9 thoughts on “Beating Up On Drunks: The Heidgen Rule

  1. Andrew

    Even under the everyday, non-legal meaning of the word it does not rise to the level of depraved. Selfish, assholish, inexcusable, should be punished. I can see how a jury can be tripped up by technical legal terms having plain everyday English cognates. But even plain English doesn’t support drunk driving being depraved.

  2. Jim Majkowski

    Perhaps the Legislature’s action to punish death by drunk driver as severely as murder is enough answer to why in such cases prosecutors charge, juries convict, and appellate courts affirm, murder. I do not imply agreement, merely comprehension.

    BTW, has there ever been a namesake law that wasn’t a visceral (or “Menckian”) reaction to outrage, going back at least as far as Lindbergh?

    1. SHG Post author

      There are many crimes that either impose the same sentence or include the same sentence within their range. We still prosecute only for the correct crime, regardless of whether the sentence varies. This should be no different.

      1. Jim Majkowski

        Do we still in fact always prosecute only for the correct crime? That would imply Heigen was correctly decided. As the dissenting voices pointed out, when seven year old children are killed, people’s passions are inflamed and, while law sometimes ameliorates those flames, politicians, who people the legislature, the executive, and the judicial, sometimes succumb to them. Indeed, the second sentence of Judge Lippmann’s opinion begins by stating as fact that the defendants’ driving was “outrageously reckless,” and his fourth said both defendants’ actions were “unusually egregious.” Later in the opinion, he writes that consent to warrantless withdrawal of one defendant’s blood was supplied by a statutory presumption, notwithstanding simultaneously saying he was incapable of actual consent.

        It’s been challenging and fun. Can we do it again sometime? I’ll try to improve my metaphors.

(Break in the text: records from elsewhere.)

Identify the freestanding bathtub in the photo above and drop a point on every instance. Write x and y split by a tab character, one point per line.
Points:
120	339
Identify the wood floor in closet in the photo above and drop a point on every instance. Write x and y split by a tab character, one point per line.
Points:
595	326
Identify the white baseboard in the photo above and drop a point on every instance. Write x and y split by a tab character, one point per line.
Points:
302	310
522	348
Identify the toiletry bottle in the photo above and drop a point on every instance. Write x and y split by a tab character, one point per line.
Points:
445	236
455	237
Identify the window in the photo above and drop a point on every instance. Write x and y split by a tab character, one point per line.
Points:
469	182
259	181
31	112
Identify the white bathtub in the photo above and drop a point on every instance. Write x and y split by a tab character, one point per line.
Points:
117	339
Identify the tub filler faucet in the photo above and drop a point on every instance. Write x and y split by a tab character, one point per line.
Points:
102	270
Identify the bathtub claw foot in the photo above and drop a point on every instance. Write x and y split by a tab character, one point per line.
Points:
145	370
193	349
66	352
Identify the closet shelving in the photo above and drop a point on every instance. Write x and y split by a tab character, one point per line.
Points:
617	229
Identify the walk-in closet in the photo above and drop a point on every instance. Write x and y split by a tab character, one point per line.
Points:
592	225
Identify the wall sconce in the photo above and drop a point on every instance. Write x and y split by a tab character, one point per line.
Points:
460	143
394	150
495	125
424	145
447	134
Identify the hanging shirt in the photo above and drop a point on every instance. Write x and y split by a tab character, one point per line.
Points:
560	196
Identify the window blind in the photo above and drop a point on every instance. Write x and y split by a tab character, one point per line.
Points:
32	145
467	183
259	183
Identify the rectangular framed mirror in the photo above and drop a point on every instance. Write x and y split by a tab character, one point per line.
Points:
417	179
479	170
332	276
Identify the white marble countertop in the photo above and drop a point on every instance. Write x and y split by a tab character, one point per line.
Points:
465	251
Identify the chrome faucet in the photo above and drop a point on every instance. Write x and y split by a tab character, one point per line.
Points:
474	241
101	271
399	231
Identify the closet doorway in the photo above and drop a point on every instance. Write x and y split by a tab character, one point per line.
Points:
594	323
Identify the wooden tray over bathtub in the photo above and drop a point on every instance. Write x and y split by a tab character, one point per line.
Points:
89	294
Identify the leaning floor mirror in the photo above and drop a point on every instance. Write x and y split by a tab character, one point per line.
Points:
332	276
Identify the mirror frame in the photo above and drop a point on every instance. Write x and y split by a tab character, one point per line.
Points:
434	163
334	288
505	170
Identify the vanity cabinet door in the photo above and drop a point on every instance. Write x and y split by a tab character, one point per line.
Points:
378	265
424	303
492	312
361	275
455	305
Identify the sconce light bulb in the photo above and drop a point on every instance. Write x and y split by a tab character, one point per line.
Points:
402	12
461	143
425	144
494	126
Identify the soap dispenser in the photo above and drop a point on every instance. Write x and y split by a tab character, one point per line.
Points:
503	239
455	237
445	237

        1. SHG Post author

          That’s the idea, that the proper crime gets charged. It doesn’t always work out that way, which is why this case ended up in this post. This was a sadly result-oriented opinion on every level. Excessive use of adjectives and adverbs is usually the give-away.

          1. Jim Majkowski

            OK, I don’t blame you for not saying whether you wanted to play some more.

            I would like to ask a question: is it not sad that a court which had such titans as Cardozo and Fuld now has Mr. Lippmann for its chief?

            1. SHG Post author

              Lippman has been an excellent chief judge in many ways, which came as a very pleasant surprise given that he was admin judge before, but he has really been quite good. Just not this time.

        2. Jonathan Edelstein

          During oral argument, Judge Lippmann said “society doesn’t like things like this.” That was pretty much the basis of the decision, right there.